PCS also argued for protections for those who are not necessarily covered by the Equality Act – personal circumstances must be taken into account in determining individual’s hours.  This will include caring responsibilities, such as child care, elder care, and caring for disabled relatives.  Some members have expressed concerns about perverse decisions made by managers in the past and have little faith in their managers.  This is why PCS negotiated a clause which has been included in the Employee Deal where an independent panel will review any perverse decisions, the panel will include a TU rep and completely independent managers.  

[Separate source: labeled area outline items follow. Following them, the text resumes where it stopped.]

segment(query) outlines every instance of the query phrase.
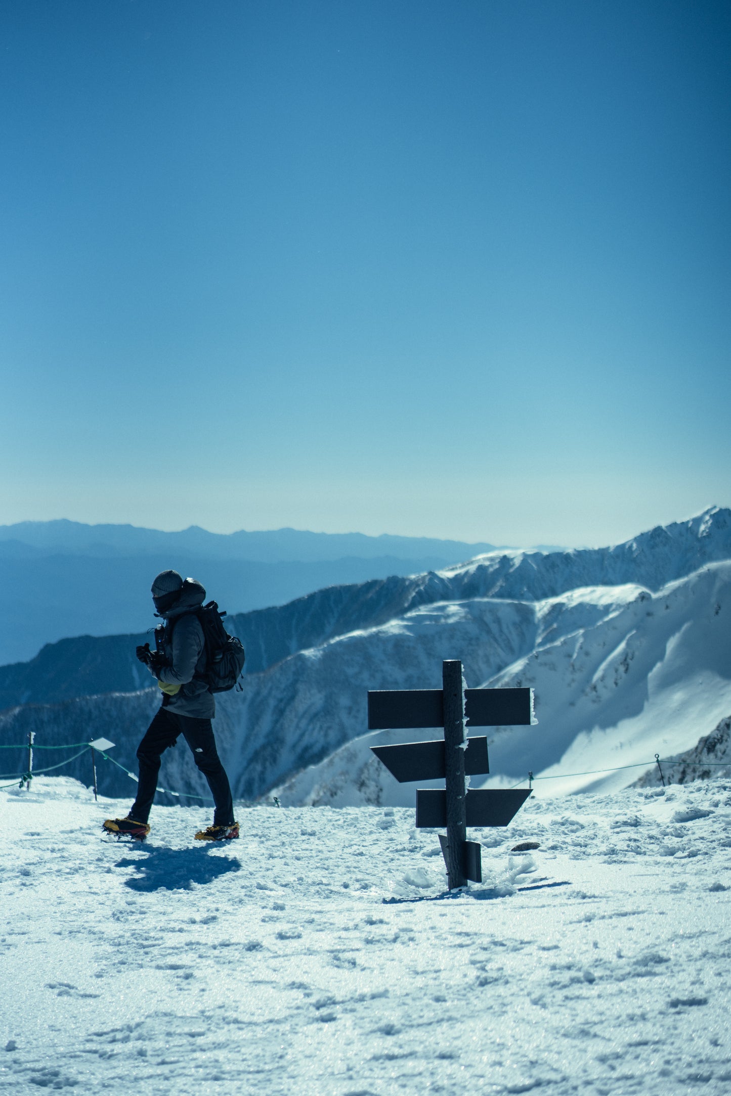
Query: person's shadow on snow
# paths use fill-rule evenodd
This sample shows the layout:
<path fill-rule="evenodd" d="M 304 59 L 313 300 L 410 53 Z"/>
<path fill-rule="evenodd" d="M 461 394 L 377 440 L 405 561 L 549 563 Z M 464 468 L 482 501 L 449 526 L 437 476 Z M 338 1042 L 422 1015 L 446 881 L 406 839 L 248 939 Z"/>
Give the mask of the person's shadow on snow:
<path fill-rule="evenodd" d="M 229 871 L 240 871 L 241 865 L 228 856 L 209 856 L 210 846 L 203 848 L 155 848 L 146 856 L 123 857 L 116 868 L 136 868 L 138 875 L 125 879 L 125 887 L 136 891 L 190 890 L 212 883 Z"/>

When you boil it all down, the circular could be replaced by a one liner: DWP agree to obey equality law. Of course when said that way, all the safeguards don’t seem very impressive, as indeed they are not. The blunt truth is there is nothing substantive in the proposed deal that is above and beyond obeying the law.

Indeed the circular admits:

A primary aim of the PCS negotiators on the Employee Deal has been to ensure that any changes to terms and conditions are free from discrimination and that there are binding protections for members covered by the Equality Act. 

DWP are bound by law and the Equality duty to ensure that changes to terms and conditions are free from discrimination. To get DWP to agree that it must and will obey the law is not an achievement; they are supposed to do this anyway.

Indeed DWP would claim that the appraisal system ‘is free from discrimination and that there are binding protections for members covered by the Equality Act’.

If on the independent panel mentioned above, the TU rep had a veto then that would indeed be a serious safeguard but of course they do not. The managers are ‘completely independent’ in the same sense that that independent managers hear grievances and disciplinary cases. Indeed if you deconstructed the panel you just get at best a grievance hearing with managers hearing a case made on behalf of the member by the rep. But instead of the rep making the case in front of the managers and they then go away to make the decision, the rep is there when they make the decision.

You don’t need a Collective Agreement to give PCS an ‘opportunity to challenge any infringement’. The appraisal system is not such an agreement but PCS can still challenge infringements.

And the circular is wrong when it claims the agreement ‘offers a degree of protection that wouldn’t exist without it’. To repeat: we are not getting any more than a promise from DWP that it will obey the law. DWP promise that for all HR systems it runs.

Once again the LU majority are giving something (flexible attendance and greater mobility) for nothing (DWP to obey the law).

A final quote from the circular: ‘managers are still obliged to adhere to the Equality Act’. The fact that it has to say this in one way makes our case.